Une campagne de financement pour sauver le Moulin Bouchard
Publié le 11 juin 2026 à 16:46, modifié le 11 juin 2026 à 16:46
Un bâtiment phare du téléroman Le Temps d’une paix pourrait avoir une deuxième vie. La propriétaire du Moulin Bouchard, à Saint-Irénée, lance une campagne pour financer sa restauration. Ce défi personnel de taille, évalué à un demi-million de dollars, vise à rendre le site accessible au public.

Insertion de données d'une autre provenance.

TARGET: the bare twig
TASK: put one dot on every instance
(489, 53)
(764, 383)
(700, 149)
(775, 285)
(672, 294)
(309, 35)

À Saint-Irénée, le moulin de la famille Bouchard a fourni du bois de construction pendant plus d’une centaine d’années, en plus de figurer dans le célèbre téléroman. Mais il était laissé à l’abandon depuis plus de trente ans.
« Le patrimoine et les liens familiaux, ça m’a toujours tenu à cœur », témoigne l’actuelle propriétaire, Danielle Bouchard. « Je voyais qu’il était en train de tomber, puis ça me faisait mal au cœur. À toutes les fois que je venais ici, je me disais : je ne peux pas. Je ne peux pas laisser tomber ça. »
L’héritière du domaine a donc entrepris des travaux l’automne dernier. Pour sauver le bâtiment chargé d’histoire, il fallait d’abord s’assurer qu’il tienne encore debout.
« La première étape, c’était vraiment de le sauvegarder, parce que la pierre était en train de se désagréger et tomber. Il y avait quand même des gros trous. Si ça tombe, une partie de la toiture tombe, donc c’est terminé », explique Mme Bouchard.
Ces premiers travaux sont évalués à 200 000 $. Pour mener à bien le projet, la propriétaire s’est entourée d’un comité de sauvegarde et de partenaires qui croient à l’importance du moulin.
Alexandre Girard, entrepreneur en construction, est l’un d’eux. « Moi mes grands-parents, mes arrière-grands-parents, ils avaient aussi des moulins qui marchaient avec des roues à l’eau. Donc dans mes valeurs familiales, pour le respect de mes aînés, c’est quelque chose qui me tenait vraiment à cœur dans mon entreprise », affirme-t-il.
Une fois le bâtiment restauré, Danielle Bouchard ne veut pas le garder pour elle seule, elle aimerait le partager avec tous les curieux et organiser des visites.
« Le monde tient beaucoup à cœur le moulin à Siméon Desrosiers (personnage du Temps d’une paix). Il est connu vraiment sur ce nom-là. Mais aussi on connaît qu’il y a beaucoup de monde qui aime beaucoup les moulins, les choses patrimoniales, puis de voir qu’aujourd’hui qu’il y a encore les outils à l’intérieur, puis ils sont intacts, c’est formidable », s’enthousiasme Danielle Bouchard.
Le financement reste le principal défi. La MRC de Charlevoix-Est a accordé une aide de 50 000 $. La campagne qui vient d’être lancée en ligne a pour objectif de récolter 20 000 $. Danielle Bouchard tente d’assumer le reste, mais cherche d’autres partenaires pour la soutenir.